After reading in open court the foregoing portion of Brown’s letter, the court made the following statement:
“The Court: He should also take the responsibility for saying those words. That brings us to the quote of Voltaire. And I don’t have to quote from there.”1
Thereupon Judge Travia, after complimenting appellant’s counsel upon his efforts in the .matter and stating that he had thoroughly reviewed all sentencing data and given the matter a great deal of thought, advised “I cannot change the judgment of the Court as previously set forth” and reimposed the two and one-half year .sentence, subject to the condition that Brown might, pursuant to 18 U.S.C. § 4208(a)(2), become eligible for parole at such time as the Board of Parole might determine.
Seizing upon the above-quoted remarks of the district court, Brown contends that the district judge improperly based the sentence upon his distaste for Brown’s political and moral beliefs.
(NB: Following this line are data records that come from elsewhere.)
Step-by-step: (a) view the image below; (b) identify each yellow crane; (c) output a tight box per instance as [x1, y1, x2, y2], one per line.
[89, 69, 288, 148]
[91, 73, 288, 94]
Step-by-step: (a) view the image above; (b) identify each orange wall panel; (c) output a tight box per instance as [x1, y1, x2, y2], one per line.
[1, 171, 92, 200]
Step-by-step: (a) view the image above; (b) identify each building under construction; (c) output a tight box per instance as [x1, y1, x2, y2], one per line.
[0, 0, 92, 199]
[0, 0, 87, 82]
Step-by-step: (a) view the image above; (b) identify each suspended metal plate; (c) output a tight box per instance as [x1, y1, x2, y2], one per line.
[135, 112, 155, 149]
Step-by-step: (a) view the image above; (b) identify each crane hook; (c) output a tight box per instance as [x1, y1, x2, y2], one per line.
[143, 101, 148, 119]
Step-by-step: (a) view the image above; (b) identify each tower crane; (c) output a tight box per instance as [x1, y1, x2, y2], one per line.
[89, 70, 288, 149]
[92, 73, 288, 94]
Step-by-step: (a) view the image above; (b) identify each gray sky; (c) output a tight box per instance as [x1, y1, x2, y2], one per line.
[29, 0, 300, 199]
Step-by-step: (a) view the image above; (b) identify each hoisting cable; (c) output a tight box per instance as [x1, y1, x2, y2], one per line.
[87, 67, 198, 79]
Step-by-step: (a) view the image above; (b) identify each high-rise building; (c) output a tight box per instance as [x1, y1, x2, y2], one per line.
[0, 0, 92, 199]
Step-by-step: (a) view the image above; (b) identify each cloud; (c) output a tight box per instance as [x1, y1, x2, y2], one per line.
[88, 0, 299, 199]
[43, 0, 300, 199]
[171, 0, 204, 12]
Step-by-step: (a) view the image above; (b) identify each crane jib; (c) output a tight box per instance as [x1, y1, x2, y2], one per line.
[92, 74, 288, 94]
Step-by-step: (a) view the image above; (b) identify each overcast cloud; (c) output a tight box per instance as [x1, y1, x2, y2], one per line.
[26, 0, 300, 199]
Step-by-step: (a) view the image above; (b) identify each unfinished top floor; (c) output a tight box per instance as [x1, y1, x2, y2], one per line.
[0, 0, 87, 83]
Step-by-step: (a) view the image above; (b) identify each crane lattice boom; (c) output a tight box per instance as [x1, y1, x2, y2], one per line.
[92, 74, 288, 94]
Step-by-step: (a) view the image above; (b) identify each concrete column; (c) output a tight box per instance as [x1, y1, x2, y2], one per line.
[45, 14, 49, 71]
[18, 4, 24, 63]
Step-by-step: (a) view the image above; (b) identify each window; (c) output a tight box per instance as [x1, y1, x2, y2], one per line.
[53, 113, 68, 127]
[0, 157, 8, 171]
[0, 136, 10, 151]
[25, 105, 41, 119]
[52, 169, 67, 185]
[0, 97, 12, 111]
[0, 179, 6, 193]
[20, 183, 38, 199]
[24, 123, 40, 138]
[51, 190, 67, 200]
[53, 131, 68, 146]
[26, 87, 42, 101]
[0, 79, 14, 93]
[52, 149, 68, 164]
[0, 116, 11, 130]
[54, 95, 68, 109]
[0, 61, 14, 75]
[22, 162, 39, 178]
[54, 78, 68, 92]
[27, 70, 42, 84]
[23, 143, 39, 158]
We disagree. Although Judge Travia’s statement that Brown must “take responsibility for saying those words” is not entirely free from doubt, we are satisfied from the sentencing minutes, considered as a whole, that he did not base the sentence on his revulsion arising out of Brown’s social or political views, which would be improper. United States v. Mitchell, 392 F.2d 214, 217 (2d Cir. 1968) (concurring opinion of Judge Kaufman); cf. Brandenburg v. Ohio, 395 U.S. 444, 89 S.Ct. 1827, 23 L.Ed.2d 430 (1969). Read in context, the court’s remarks were apparently directed toward Brown’s statement that he would protect himself from what he considered force and violence by the police or military “by whatever means necessary.” Although Brown’s counsel stated that these words did not amount to a “call to violence on his part,” the remark, when considered with Brown’s statement to the Probation Officer that “his obedience to the laws of the land is limited, if these laws conflict with certain of his personal beliefs,” could properly have *1175raised a serious question in the sentencing judge’s mind as to whether Brown posed a threat of violent or anti-social conduct to the community.
The record reveals that Judge Travia, before imposing sentence, carefully and conscientiously considered all relevant information that was available to him, including the recommendation of the two members (in addition to Judge Bruch-hausen) of the earlier sentencing panel,2 who had recommended sentences of two years and four years, respectively, and of the Probation Office, which had recommended three years. Since Judge Travia was imposing the same sentence as that previously imposed by Judge Bruchhausen, a statement of reasons would have removed any lingering doubt that he had acted arbitrarily or according to a rigid, discretionless formula. However, under the circumstances we cannot say that the sentence was not reasonably related to a legitimate sentencing purpose. Assuming that Judge Travia’s duty was “to redo the entire sentencing process,” McGee v. United States, supra, 462 F.2d 243, 247 n. 8, that obligation was met.
The judgment is affirmed.
. The reference to the “quote of Voltaire” is puzzling. Assuming that the judge was alluding to the famous remark “I disapprove of what you say but will defend to the death your right to say it,” S. G. Tallentyre: The Friends of Voltaire, the reference appears inconsistent with the idea that Brown must “take responsibility” for his words by risking jail. Possibly the court was referring to another quote from Voltaire: “Men use thought only as authority for their injustice, and employ speech only to conceal their thoughts,” Dialogue 14, Le Chapón et la Poulard (1763).
. See generally, Zavatt, Sentencing Procedure in the United States District Court for the Eastern District of New York, 41 F.R.D. 469 (1966), 54 F.R.D. 327 (1968).